Centri di Accoglienza per Richiedenti Asilo (Cara) non sono altro che dei veri e propri ‘lager’ pensati per un elevato numero di migranti, che finiscono con l’alimentare un vero e proprio mercato oligopolistico di enti gestori attrezzati per fronteggiare un volume di affari cospicuo e blandito con più o meno successo dal malaffare.

 

di Floriana Lo Sardo 

Malgrado gli scandali dell’inchiesta ‘Mafia Capitale’ abbiano messo in evidenza come certe modalità di accoglienza degli immigrati siano a rischio d’infiltrazioni criminali, non vi è mai stata da parte delle istituzioni alcuna volontà di correggere il tiro in funzione di soluzioni diverse per l’accoglienza dei migranti. Una piaga umana, che vede migliaia di persone stipate in veri e propri lager, camuffati da Cara e Cie.

I Centri di Accoglienza per Richiedenti Asilo (Cara) sono stati istituiti nel 2002 con la denominazione di Centri di Identificazione Cdi e, infine, disciplinati dal Dpr. n. 303/2004 e dal D.Lgs. n. 25/2008, cui si deve l’attuale denominazione.

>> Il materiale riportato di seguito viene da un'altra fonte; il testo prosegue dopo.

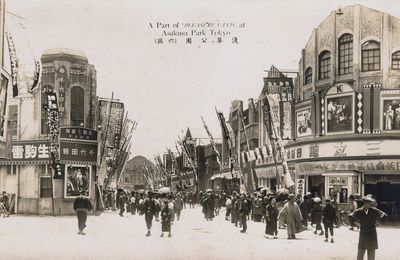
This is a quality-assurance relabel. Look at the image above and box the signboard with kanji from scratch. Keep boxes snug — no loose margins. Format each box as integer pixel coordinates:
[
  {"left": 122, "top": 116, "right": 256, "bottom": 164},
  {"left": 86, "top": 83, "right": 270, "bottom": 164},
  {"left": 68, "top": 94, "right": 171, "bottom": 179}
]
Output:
[
  {"left": 98, "top": 100, "right": 124, "bottom": 149},
  {"left": 60, "top": 126, "right": 97, "bottom": 141},
  {"left": 61, "top": 140, "right": 97, "bottom": 163},
  {"left": 11, "top": 140, "right": 50, "bottom": 161}
]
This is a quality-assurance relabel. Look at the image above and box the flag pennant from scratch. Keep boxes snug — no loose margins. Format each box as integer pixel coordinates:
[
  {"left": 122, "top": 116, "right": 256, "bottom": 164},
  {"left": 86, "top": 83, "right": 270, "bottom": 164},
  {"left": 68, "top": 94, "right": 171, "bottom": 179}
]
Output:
[
  {"left": 201, "top": 117, "right": 222, "bottom": 167},
  {"left": 6, "top": 14, "right": 41, "bottom": 97}
]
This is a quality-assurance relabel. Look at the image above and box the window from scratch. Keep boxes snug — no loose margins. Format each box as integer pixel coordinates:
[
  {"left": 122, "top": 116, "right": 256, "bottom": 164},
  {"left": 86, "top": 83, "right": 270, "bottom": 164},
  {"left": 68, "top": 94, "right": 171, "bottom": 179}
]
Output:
[
  {"left": 339, "top": 34, "right": 353, "bottom": 75},
  {"left": 392, "top": 51, "right": 400, "bottom": 70},
  {"left": 41, "top": 85, "right": 54, "bottom": 135},
  {"left": 71, "top": 87, "right": 85, "bottom": 126},
  {"left": 318, "top": 51, "right": 331, "bottom": 79},
  {"left": 361, "top": 41, "right": 381, "bottom": 71},
  {"left": 40, "top": 177, "right": 53, "bottom": 198},
  {"left": 304, "top": 68, "right": 312, "bottom": 85}
]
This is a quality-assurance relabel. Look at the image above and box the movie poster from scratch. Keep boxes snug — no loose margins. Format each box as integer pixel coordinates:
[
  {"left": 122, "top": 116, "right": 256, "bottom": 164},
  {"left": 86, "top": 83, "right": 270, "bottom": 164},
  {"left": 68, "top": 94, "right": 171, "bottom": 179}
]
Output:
[
  {"left": 296, "top": 108, "right": 312, "bottom": 138},
  {"left": 326, "top": 95, "right": 354, "bottom": 133},
  {"left": 64, "top": 165, "right": 91, "bottom": 198},
  {"left": 382, "top": 99, "right": 400, "bottom": 131}
]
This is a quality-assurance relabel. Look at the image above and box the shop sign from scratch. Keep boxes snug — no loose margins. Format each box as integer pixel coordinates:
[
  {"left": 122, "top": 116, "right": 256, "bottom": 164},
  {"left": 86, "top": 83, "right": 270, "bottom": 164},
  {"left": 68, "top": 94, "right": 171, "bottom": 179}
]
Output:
[
  {"left": 61, "top": 141, "right": 97, "bottom": 163},
  {"left": 296, "top": 160, "right": 400, "bottom": 174},
  {"left": 60, "top": 126, "right": 97, "bottom": 141},
  {"left": 11, "top": 140, "right": 50, "bottom": 161}
]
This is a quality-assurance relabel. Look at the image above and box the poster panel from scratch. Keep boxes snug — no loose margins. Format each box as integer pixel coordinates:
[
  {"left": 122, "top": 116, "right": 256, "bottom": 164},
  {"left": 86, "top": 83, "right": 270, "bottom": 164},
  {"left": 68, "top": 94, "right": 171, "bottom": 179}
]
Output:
[
  {"left": 296, "top": 108, "right": 312, "bottom": 137},
  {"left": 64, "top": 165, "right": 92, "bottom": 198},
  {"left": 326, "top": 95, "right": 354, "bottom": 133},
  {"left": 381, "top": 99, "right": 400, "bottom": 131}
]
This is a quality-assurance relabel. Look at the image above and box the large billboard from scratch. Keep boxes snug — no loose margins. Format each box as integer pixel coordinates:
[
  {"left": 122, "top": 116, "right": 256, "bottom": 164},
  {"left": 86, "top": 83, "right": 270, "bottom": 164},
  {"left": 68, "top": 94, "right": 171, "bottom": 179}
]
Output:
[
  {"left": 64, "top": 165, "right": 92, "bottom": 198},
  {"left": 98, "top": 100, "right": 124, "bottom": 149}
]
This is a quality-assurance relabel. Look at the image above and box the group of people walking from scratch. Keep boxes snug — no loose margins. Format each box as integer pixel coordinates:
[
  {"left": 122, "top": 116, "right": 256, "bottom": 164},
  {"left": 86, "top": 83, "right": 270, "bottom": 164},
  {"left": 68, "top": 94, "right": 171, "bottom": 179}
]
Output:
[
  {"left": 116, "top": 190, "right": 189, "bottom": 237},
  {"left": 74, "top": 189, "right": 386, "bottom": 260}
]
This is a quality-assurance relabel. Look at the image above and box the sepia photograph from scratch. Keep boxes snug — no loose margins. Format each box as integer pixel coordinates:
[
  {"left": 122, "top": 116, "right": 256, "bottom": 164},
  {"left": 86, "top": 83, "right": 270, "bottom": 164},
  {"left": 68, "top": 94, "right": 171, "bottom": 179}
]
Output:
[{"left": 0, "top": 0, "right": 400, "bottom": 260}]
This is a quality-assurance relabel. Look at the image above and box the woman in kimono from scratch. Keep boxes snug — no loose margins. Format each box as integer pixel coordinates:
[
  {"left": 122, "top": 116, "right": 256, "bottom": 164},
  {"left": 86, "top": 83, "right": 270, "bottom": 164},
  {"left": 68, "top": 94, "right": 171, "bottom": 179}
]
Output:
[
  {"left": 279, "top": 193, "right": 303, "bottom": 239},
  {"left": 349, "top": 196, "right": 386, "bottom": 260},
  {"left": 160, "top": 200, "right": 172, "bottom": 237},
  {"left": 265, "top": 197, "right": 279, "bottom": 239}
]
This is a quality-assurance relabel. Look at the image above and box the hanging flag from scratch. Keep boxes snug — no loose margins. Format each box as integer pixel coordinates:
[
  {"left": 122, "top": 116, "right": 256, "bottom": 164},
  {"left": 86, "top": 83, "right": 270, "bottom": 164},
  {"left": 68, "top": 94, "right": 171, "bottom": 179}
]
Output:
[
  {"left": 266, "top": 94, "right": 295, "bottom": 188},
  {"left": 261, "top": 145, "right": 268, "bottom": 159},
  {"left": 201, "top": 117, "right": 222, "bottom": 168},
  {"left": 143, "top": 163, "right": 154, "bottom": 190},
  {"left": 255, "top": 148, "right": 262, "bottom": 160},
  {"left": 240, "top": 152, "right": 247, "bottom": 162},
  {"left": 6, "top": 15, "right": 41, "bottom": 97},
  {"left": 6, "top": 33, "right": 18, "bottom": 97},
  {"left": 45, "top": 92, "right": 64, "bottom": 179},
  {"left": 215, "top": 108, "right": 231, "bottom": 145},
  {"left": 226, "top": 123, "right": 236, "bottom": 149}
]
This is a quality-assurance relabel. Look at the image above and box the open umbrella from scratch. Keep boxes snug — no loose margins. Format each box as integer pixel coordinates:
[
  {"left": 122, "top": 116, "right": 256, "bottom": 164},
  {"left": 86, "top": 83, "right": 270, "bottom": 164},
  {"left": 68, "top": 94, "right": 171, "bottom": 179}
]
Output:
[
  {"left": 276, "top": 189, "right": 289, "bottom": 201},
  {"left": 256, "top": 186, "right": 264, "bottom": 191},
  {"left": 158, "top": 187, "right": 171, "bottom": 194}
]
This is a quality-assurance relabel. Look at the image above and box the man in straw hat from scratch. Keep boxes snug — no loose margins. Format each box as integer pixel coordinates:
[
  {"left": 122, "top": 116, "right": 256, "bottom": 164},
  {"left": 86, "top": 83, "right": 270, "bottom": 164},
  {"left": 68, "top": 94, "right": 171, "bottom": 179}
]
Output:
[
  {"left": 322, "top": 197, "right": 336, "bottom": 243},
  {"left": 349, "top": 196, "right": 386, "bottom": 260},
  {"left": 73, "top": 190, "right": 93, "bottom": 235},
  {"left": 279, "top": 193, "right": 303, "bottom": 239}
]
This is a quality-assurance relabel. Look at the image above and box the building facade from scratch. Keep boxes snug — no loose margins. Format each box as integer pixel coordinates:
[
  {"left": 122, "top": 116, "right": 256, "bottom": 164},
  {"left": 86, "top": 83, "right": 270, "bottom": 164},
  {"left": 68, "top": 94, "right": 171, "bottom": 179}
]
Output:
[
  {"left": 285, "top": 5, "right": 400, "bottom": 217},
  {"left": 0, "top": 49, "right": 98, "bottom": 215}
]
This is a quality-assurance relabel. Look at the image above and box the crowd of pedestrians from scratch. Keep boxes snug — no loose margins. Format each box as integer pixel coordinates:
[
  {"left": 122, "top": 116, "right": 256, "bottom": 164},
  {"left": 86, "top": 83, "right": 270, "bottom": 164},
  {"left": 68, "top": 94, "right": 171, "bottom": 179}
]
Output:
[
  {"left": 74, "top": 189, "right": 386, "bottom": 259},
  {"left": 99, "top": 189, "right": 198, "bottom": 237}
]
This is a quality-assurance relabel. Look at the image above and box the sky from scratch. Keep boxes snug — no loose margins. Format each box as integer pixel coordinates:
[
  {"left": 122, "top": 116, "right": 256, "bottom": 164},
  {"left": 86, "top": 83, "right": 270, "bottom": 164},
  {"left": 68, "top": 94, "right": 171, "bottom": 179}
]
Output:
[{"left": 5, "top": 0, "right": 400, "bottom": 159}]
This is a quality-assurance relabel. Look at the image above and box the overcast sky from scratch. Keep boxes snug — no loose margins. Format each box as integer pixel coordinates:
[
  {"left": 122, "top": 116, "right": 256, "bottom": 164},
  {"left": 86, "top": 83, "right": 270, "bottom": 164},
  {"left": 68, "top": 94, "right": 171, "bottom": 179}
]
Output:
[{"left": 5, "top": 0, "right": 400, "bottom": 158}]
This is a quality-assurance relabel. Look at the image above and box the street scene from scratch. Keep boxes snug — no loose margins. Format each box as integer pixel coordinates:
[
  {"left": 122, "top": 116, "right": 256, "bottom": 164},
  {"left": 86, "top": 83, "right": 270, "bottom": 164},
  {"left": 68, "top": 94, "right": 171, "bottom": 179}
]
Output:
[
  {"left": 0, "top": 207, "right": 399, "bottom": 259},
  {"left": 0, "top": 0, "right": 400, "bottom": 260}
]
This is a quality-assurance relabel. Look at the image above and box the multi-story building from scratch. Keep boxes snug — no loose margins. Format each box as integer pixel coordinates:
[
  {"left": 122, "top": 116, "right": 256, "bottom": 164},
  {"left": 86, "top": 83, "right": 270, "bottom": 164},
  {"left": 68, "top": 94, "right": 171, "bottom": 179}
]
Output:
[
  {"left": 285, "top": 5, "right": 400, "bottom": 217},
  {"left": 1, "top": 49, "right": 98, "bottom": 215}
]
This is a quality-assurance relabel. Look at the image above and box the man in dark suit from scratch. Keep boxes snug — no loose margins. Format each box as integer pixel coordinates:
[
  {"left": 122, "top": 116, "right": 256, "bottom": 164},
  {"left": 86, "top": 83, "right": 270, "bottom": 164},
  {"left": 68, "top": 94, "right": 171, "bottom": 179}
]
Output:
[
  {"left": 349, "top": 196, "right": 386, "bottom": 260},
  {"left": 74, "top": 190, "right": 93, "bottom": 235}
]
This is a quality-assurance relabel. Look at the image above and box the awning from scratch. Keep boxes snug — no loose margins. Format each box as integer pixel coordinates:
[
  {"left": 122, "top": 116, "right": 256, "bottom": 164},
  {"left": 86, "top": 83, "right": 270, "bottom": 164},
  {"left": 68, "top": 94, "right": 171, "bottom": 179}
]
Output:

Tali centri sono chiamati a ospitare i richiedenti asilo ammessi o, comunque, presenti sul territorio nazionale in attesa dell’esito della procedura di richiesta della protezione internazionale.

In base alle disposizioni varate nel 2002 e nel 2004, i Cdi hanno assunto il carattere di ‘centri aperti’ da cui gli ospiti possono liberamente uscire durante le ore diurne e assentarsi, previa autorizzazione del prefetto, per periodi più lunghi. Tale facoltà non era in origine concessa a tutte le categorie di richiedente asilo e in ogni caso poteva essere esercitata solo nella misura in cui non apparisse incompatibile con l’ordinario svolgimento della procedura semplificata e previa comunicazione al direttore del centro. L’allontanamento non autorizzato dal centro comportava, inoltre, la perdita del diritto alla propria richiesta di protezione internazionale. Il richiedente asilo restava in sostanza assoggettato a una forma di controllo esercitata tanto dall’autorità responsabile del centro che dalla polizia, le quali potevano a discrezione limitare la sua libertà di movimento.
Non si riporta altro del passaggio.